Dependency management is a chore
Does this sound familiar?
- You start with a Python project, and specify unpinned dependencies in a
requirements.txt
file. Once your code is working great and your tests are passing, you commit it to GitHub and walk away a happy person. - Some time later, you come back to your pristine code, recreate your old environment with
pip install -r requirements.txt
, and… your code doesn’t work! One of your dependencies has changed - maybe it deprecated a feature, or introduced a bug? Either way, now you must debug just to get back to where you thought you started. Jaded by this whole experience, you now pin every dependency in yourrequirements.txt
so this won’t happen again. This new python environment will be stable in GitHub forever. - Some more time later, you realize that one of the packages you pinned has had a security vulnerability for months .
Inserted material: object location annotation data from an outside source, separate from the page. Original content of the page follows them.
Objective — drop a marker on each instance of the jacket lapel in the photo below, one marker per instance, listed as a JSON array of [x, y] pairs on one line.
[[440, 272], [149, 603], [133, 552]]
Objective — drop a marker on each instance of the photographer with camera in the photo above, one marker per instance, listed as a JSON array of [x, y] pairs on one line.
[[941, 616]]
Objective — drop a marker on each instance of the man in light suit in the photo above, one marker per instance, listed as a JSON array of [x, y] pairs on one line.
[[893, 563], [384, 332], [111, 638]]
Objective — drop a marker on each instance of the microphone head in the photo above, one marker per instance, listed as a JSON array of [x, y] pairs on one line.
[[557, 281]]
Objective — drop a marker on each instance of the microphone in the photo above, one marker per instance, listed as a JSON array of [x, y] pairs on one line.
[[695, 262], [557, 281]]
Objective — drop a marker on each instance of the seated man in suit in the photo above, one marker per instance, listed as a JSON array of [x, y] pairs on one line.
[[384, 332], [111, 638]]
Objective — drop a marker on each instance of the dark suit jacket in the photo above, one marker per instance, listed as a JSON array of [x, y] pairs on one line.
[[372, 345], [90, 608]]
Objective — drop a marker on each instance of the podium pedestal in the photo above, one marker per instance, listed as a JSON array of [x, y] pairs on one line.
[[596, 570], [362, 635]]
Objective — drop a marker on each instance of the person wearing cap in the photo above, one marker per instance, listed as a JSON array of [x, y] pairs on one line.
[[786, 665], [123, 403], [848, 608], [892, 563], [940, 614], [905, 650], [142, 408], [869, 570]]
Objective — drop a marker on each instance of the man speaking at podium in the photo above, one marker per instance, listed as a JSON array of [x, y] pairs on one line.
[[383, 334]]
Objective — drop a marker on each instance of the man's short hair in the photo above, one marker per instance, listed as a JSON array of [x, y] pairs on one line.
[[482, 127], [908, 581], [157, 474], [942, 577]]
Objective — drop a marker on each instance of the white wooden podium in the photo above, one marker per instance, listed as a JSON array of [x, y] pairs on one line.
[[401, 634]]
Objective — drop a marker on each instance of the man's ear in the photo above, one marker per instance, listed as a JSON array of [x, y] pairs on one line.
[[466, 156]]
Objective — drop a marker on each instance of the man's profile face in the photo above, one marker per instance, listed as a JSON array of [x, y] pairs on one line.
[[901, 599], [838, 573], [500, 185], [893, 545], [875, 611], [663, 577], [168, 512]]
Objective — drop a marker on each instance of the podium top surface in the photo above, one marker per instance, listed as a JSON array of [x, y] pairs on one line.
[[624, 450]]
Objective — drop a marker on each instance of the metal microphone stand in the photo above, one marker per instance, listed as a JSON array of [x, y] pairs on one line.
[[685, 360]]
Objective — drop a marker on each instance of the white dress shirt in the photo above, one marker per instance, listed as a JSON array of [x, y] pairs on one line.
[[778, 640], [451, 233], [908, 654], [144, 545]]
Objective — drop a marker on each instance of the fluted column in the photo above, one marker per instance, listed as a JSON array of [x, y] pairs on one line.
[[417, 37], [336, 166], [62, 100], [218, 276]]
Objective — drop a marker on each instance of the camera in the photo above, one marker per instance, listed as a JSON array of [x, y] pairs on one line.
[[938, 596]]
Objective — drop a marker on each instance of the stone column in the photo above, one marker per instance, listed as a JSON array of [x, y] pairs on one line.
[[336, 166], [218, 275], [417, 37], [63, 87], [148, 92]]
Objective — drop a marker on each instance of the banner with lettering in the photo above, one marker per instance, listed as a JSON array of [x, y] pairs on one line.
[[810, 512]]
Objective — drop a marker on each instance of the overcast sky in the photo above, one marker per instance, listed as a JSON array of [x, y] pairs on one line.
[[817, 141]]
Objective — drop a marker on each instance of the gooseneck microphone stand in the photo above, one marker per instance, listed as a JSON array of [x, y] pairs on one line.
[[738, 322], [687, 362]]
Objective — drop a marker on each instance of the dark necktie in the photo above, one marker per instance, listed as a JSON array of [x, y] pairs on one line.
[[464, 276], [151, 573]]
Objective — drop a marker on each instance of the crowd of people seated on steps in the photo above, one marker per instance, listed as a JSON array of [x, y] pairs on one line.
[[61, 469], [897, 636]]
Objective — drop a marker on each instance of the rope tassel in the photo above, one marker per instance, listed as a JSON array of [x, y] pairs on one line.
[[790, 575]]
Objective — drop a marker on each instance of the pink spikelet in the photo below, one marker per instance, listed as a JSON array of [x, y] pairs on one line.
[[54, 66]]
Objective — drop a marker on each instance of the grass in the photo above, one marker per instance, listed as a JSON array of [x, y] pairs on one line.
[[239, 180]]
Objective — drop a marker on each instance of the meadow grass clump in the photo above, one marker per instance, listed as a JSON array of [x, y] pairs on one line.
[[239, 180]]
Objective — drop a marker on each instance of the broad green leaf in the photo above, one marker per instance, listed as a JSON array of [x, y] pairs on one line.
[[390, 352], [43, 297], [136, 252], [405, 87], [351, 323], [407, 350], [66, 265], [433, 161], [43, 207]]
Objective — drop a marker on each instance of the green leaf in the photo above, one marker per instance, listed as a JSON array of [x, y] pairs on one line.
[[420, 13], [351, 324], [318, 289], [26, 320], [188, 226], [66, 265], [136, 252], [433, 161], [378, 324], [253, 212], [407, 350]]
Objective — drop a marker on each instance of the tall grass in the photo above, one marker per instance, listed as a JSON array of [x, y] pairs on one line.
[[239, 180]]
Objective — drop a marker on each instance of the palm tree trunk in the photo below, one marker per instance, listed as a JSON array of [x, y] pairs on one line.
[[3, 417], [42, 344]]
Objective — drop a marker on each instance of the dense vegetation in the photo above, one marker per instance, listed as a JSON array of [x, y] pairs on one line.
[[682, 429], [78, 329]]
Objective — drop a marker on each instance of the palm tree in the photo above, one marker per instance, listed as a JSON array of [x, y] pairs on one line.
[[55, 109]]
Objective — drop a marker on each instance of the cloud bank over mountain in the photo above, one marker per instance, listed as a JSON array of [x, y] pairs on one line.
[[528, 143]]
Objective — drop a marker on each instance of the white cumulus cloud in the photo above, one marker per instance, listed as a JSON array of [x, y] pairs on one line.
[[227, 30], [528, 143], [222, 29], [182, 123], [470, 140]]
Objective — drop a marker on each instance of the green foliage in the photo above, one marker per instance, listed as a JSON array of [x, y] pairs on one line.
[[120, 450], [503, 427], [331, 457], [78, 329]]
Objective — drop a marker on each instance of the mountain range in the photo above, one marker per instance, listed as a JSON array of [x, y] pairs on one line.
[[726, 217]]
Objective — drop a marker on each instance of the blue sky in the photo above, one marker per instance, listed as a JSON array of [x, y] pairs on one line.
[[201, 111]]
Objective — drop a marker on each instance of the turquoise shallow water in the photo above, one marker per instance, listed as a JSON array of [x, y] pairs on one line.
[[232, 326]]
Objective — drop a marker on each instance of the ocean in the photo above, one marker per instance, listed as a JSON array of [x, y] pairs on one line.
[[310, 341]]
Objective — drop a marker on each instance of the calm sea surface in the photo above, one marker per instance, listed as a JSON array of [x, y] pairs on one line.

Dependency management truly is a chore. You want the stability of pinned packages combined with the convenience of unpinned ones. Thankfully, there is tooling that can help. Read on to see what we use to manage dependencies for Charmed Kubeflow.
For Charmed Kubeflow, dependency management is about 25 chores
The team supporting Charmed Kubeflow manages about 25 (and increasing!) repositories. So while dependency management is normally a chore, for our team it could be our life. And we ran into all the sharp edges, for example:
- an unpinned package that receives an update with a breaking change, causing old, stable code to break
- bugs that are caused by a pinned package that should have been updated
- packages we thought we had updated, only later finding out we missed the update for one or our repos
These problems popped up both with Python packages and GitHub Actions.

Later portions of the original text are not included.